US Steel reported a $180 million net loss for the first quarter with losses in the flat-rolled steel and tubular segments, the company said Tuesday.
The $180 million net loss was on net sales of $2.7 billion," USS said in its earnings statement. The net loss was less than the $340 million net loss in Q1 2016, which was on net sales of $2.3 billion.
The flat-rolled segment recorded a $90 million loss for the quarter, which was a smaller loss than the $188 million loss seen in Q1 2016. However, the negative result for the segment came after a $65 million profit in the fourth quarter.
USS said the segment suffered from high raw material costs, more planned outages, restart costs related to the restart of the Granite City, Illinois hot-strip mill and the company's Keetac iron ore mine in Minnesota as well as seasonally lower results from mining operations. Higher realized prices and increased shipments helped to partially offset these negative factors, the company said.
The tubular business also lost $57 million in Q1, which was less than the $64 million lost in Q1 2016.
"First quarter results for our Tubular segment improved compared with the fourth quarter due to higher prices, increased shipments, lower spending and the absence of an unfavorable lower of cost or market adjustment for obsolete inventory taken in the fourth quarter," USS said.
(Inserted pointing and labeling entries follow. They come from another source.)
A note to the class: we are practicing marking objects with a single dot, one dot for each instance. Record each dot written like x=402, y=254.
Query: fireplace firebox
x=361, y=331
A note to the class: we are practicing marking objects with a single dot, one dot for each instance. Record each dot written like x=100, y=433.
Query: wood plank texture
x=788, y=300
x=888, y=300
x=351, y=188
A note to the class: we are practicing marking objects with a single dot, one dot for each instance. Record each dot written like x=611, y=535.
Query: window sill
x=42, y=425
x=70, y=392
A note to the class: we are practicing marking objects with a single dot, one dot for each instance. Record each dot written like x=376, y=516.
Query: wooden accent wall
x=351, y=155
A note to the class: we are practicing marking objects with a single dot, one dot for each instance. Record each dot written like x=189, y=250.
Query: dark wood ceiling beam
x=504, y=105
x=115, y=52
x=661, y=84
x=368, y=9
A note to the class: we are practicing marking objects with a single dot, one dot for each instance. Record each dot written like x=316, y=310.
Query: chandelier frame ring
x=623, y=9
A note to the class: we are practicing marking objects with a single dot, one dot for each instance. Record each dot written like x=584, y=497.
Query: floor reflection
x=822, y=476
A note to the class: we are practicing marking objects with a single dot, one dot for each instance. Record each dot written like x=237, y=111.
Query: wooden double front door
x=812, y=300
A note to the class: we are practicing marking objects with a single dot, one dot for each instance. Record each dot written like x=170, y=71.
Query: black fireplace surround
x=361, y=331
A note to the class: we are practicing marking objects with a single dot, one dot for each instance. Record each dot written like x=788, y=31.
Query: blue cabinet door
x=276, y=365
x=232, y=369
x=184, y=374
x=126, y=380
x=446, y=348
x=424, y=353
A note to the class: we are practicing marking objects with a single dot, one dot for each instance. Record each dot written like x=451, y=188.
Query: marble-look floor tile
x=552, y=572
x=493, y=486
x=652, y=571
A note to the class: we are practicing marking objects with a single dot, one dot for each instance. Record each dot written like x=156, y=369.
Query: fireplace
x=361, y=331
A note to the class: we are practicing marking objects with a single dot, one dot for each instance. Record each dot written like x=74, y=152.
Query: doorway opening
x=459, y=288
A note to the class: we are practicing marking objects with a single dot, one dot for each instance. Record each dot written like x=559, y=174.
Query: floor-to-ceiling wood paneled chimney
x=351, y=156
US Steel Europe made $87 million in the quarter with the help of higher selling prices. This was up from a $14 million loss in the first quarter of last year.
CEO Mario Longhi said the company is positioning itself for long-term growth. "As we get deeper into our asset revitalization efforts, we are seeing opportunities for greater efficiency in implementing our plan. We believe we can create more long-term and sustainable value by moving faster now. We have made the strategic decision to accelerate our efforts to resolve the issues that challenge our ability to achieve sustainable long-term profitability," Longhi said in a statement.
US Steel said "if market conditions, which include spot prices, raw material costs, customer demand, import volumes, supply chain inventories, rig counts and energy prices, remain at their current levels" it expects to reach $260 million in net earnings for all of 2017 and improved results in its flat-rolled, European and tubular segments.
USS will hold its earnings call on Wednesday morning.